La paura dell'intelligenza ha perseguitato gli uomini di ogni epoca, sebbene in misura diversa. Dopo la sorte toccata a Socrate, Platone era sempre sul chi vive. Questo è il motivo per cui, ad esempio, nella prima lettera a Dionisio, espressa la preoccupazione che le sue idee venissero divulgate, pretese che il destinatario la leggesse più volte per impararla a memoria e poi la bruciasse.
Vediamo ancora qualcosa di interessante, ad esempio, la seguente affermazione sulle cose umane: "Così almeno si può congetturare, per quanto è possibile congetturare quando si tratta di accadimenti umani". Sembra proprio che per Platone la vita individuale fosse più soggetta a circostanze casuali e imprevedibili che a qualche determinazione oggettiva di origine divina.
E così tornando al caso Dione, egli si esprime con una metafora: non c'è niente di strano nelle vicende umane se capita come al buon navigatore "il quale non ignora quando una tempesta lo minaccia, ma non può sapere quanto violenta sarà e quanto imprevedibile sarà la sua forza, e così inevitabilmente sprofonda. Nello stesso modo cause insignificantissime fecero cadere Dione". Ma che cosa sono queste cause insignificantissime se non le conseguenze del caso?
Ancora, nella lettera nona, spedita ad Archita, Platone sottolinea che, sebbene nulla sia più gradito che dedicarsi alle proprie occupazioni preferite, bisogna tener presente che "della nostra vita una parte appartiene alla patria, un'altra ai genitori, un'altra agli amici; e che molto anche si deve ai casi che ci càpitano durante la nostra esistenza". Qui di nuovo egli si appella al caso non apparendo affatto un determinista.
Se poi si vanno a vedere le sue Definizioni, non è poi così strano che manchi il concetto di necessità, mentre troviamo quello del caso, sebbene erroneamente inteso come "processo dall'ignoto all'ignoto, causa accidentale di un evento straordinario".

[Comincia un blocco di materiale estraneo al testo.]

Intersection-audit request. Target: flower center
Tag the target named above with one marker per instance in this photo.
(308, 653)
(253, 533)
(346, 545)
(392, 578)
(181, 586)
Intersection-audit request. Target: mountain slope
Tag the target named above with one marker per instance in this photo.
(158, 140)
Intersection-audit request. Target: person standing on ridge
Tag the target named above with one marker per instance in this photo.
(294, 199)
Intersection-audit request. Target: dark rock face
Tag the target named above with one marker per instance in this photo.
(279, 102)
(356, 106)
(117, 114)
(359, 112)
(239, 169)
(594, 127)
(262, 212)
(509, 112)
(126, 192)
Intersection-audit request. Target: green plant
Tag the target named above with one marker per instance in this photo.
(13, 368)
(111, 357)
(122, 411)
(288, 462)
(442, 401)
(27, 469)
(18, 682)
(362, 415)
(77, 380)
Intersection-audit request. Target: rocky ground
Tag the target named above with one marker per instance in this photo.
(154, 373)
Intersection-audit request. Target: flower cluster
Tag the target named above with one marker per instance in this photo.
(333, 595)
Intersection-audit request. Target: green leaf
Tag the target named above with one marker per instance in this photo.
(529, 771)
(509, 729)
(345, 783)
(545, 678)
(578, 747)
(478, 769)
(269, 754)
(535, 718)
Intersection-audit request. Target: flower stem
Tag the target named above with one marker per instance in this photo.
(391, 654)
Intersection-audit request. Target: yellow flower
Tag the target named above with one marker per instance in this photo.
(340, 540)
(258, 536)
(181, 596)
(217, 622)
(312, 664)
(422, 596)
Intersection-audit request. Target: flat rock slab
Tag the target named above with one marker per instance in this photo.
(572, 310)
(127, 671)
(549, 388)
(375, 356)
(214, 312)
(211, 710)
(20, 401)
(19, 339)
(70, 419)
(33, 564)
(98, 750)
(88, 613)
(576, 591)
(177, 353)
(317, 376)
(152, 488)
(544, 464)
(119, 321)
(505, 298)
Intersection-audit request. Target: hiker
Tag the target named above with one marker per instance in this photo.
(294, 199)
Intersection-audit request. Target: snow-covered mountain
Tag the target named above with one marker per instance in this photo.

Per concludere, sottoliniamo di Platone la definizione di dono come scambio di favori e l'importanza attribuita a tutti quei concetti legati alla cosiddetta capacità individuale di esprimere abilità, scelta, volontà, opportunità, previdenza, occasione, ecc. che sono tutti, comunque, appartenenti alla sfera del volubile caso.